Readers who are chemists or in related fields:
I have a question where I appear to disagree with Eldest’s chemistry honors teacher.
It’s about the (ground state) electronic configurations of atoms. It’s not a problem as to which orbitals get filled first; it’s slightly more subtle. Namely, once you start filling a degenerate set of orbitals (the set of orbitals with the same n and l, having the same energy), our good buddy Hund helpfully pointed out (the maximum multiplicity rule) that first you put one electron with spin up in each orbital; only after all the orbitals with a given n,l have one spin up electron do you start putting the second electron (now with spin down) in each orbital. For a given l, there are 2l+1 orbitals, with magnetic quantum numbers ml going from -l to l, in unit increments.
Now the question is: when you start filling the orbitals with a given l and different ml, which ml’s get filled first?
I say from highest to lowest (it has to do with maximizing the orbital angular momentum, similar to what is done with spin). Eldest’s teacher says from lowest to highest. Eldest’s book and most online resources don’t discuss this, but those that do confirm what I remember. Chemists, what say you?
Eldest came the other day with an assignment where the question was what the n, l, ml, and ms (spin up or down) of the last electron added for a given atom is. They did an example in class where they started filling up a three degenerate p orbitals (l=1) from ml=-1 and up. I said I thought it was wrong, checked online, and though he might have copied it wrong in class. I told him to go explicitly ask his teacher today; he did, and yes, she says from lowest to highest. I am pretty sure I am right and she is wrong, but I don’t have any undergrad chem textbooks lying around to check and my trust in Wikipedia is vast but not unlimited.
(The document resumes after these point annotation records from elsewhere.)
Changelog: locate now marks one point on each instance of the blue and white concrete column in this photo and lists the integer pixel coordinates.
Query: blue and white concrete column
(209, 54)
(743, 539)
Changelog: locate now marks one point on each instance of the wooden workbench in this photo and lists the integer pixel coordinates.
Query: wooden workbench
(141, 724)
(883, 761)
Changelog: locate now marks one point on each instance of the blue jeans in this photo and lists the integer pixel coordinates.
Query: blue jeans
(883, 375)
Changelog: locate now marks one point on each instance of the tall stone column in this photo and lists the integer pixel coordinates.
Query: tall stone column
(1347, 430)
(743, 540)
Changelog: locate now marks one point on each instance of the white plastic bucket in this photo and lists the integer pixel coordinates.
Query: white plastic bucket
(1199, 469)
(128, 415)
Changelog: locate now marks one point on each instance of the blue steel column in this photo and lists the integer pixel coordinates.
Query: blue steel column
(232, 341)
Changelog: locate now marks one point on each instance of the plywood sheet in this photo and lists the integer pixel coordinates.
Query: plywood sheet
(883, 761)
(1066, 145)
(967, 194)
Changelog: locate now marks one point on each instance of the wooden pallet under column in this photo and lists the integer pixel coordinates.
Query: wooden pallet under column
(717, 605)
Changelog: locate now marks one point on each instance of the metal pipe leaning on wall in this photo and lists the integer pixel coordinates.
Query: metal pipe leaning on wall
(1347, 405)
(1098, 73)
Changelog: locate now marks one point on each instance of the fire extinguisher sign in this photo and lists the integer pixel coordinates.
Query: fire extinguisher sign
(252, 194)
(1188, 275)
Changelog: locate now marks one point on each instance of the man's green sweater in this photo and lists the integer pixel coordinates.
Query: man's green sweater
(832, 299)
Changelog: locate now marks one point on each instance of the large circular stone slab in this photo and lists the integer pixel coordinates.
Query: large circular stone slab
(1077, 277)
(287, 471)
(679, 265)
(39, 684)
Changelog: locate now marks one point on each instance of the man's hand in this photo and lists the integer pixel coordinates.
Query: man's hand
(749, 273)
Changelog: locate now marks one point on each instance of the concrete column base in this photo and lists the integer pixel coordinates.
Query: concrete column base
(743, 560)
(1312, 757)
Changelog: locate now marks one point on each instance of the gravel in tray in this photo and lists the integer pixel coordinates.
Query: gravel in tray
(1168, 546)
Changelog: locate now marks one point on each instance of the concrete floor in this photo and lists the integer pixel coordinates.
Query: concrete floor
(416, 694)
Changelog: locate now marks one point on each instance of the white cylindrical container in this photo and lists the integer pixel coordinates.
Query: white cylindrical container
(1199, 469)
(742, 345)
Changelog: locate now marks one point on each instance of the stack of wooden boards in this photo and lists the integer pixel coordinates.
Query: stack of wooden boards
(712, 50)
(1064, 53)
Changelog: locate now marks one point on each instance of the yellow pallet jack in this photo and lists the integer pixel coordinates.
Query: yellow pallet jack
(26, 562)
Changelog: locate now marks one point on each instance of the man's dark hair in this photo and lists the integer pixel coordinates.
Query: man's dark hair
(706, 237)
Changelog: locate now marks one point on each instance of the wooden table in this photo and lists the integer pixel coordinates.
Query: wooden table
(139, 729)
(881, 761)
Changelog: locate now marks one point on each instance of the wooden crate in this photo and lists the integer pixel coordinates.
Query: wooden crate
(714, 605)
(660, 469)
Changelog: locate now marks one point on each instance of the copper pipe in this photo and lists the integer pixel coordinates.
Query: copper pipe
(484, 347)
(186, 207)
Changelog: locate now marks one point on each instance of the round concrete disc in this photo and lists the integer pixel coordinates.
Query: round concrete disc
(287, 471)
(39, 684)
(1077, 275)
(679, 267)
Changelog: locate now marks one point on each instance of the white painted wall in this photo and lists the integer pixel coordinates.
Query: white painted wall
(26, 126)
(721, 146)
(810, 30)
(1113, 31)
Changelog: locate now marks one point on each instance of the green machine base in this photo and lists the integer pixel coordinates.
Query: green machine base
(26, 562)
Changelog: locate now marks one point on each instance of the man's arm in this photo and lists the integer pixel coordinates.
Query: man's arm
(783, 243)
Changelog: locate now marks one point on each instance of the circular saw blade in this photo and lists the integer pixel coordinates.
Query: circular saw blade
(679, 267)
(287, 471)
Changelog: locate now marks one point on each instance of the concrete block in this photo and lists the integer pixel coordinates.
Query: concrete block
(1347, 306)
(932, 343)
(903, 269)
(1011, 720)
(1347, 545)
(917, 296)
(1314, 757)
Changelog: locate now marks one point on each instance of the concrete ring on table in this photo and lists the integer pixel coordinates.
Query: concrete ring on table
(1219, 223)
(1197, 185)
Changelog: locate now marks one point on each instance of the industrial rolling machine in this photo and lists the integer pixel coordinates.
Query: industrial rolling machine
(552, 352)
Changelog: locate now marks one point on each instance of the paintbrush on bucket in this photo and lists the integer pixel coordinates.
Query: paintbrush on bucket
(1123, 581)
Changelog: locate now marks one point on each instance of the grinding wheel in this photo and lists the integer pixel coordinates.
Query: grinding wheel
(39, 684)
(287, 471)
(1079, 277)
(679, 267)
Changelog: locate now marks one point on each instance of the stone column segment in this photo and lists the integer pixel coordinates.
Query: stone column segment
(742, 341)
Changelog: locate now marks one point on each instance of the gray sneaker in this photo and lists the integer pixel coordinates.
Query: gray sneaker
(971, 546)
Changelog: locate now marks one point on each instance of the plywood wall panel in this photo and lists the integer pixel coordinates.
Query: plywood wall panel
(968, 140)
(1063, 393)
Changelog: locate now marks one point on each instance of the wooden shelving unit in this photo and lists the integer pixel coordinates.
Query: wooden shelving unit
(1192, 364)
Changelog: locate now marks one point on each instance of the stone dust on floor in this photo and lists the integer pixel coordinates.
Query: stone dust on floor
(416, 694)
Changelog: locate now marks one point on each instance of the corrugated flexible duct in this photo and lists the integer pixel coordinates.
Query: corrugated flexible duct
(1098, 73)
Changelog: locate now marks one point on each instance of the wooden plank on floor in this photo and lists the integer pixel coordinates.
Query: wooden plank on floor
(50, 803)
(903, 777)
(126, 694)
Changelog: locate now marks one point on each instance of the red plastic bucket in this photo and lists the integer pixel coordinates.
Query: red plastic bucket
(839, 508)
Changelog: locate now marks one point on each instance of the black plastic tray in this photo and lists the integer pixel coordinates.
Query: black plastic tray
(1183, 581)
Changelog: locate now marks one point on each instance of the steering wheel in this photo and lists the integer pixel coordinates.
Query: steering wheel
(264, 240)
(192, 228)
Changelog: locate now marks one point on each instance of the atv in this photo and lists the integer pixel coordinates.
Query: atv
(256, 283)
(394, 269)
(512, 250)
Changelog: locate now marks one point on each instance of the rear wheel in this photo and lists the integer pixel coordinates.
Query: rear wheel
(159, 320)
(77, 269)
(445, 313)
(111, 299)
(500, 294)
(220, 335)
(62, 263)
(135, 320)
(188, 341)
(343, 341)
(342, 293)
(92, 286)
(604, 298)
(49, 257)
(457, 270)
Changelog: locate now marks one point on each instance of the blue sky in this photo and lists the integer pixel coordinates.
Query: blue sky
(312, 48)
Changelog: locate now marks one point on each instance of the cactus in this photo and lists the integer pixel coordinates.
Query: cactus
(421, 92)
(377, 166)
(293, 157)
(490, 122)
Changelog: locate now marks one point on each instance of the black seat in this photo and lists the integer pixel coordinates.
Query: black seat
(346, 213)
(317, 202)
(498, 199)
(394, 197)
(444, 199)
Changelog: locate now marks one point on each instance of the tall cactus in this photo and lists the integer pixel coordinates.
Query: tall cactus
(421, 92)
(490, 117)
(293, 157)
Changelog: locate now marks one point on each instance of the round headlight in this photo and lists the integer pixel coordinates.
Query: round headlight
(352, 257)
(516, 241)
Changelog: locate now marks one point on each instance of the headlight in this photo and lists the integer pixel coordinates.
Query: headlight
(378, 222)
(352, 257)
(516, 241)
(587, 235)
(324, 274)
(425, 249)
Another question is what to do if the teacher is wrong. It’s easy enough to tell my kid “I am pretty sure she is wrong, but keep your head down and be prepared to learn differently in college.” The thing is that the order of filling ml’s is a relatively minor point at this level (he’s a high school sophomore); virtually nothing in his upcoming few years depends on knowing the order of filling orbitals in the right ml sequence one way or another. I also don’t want to be a douche professor parent, throwing my academic weight around and appearing to bully a high school chemistry teacher; after all, she can take it out on my kid. But if bugs me that hordes of students might learn something wrong. I will likely just let it go, though.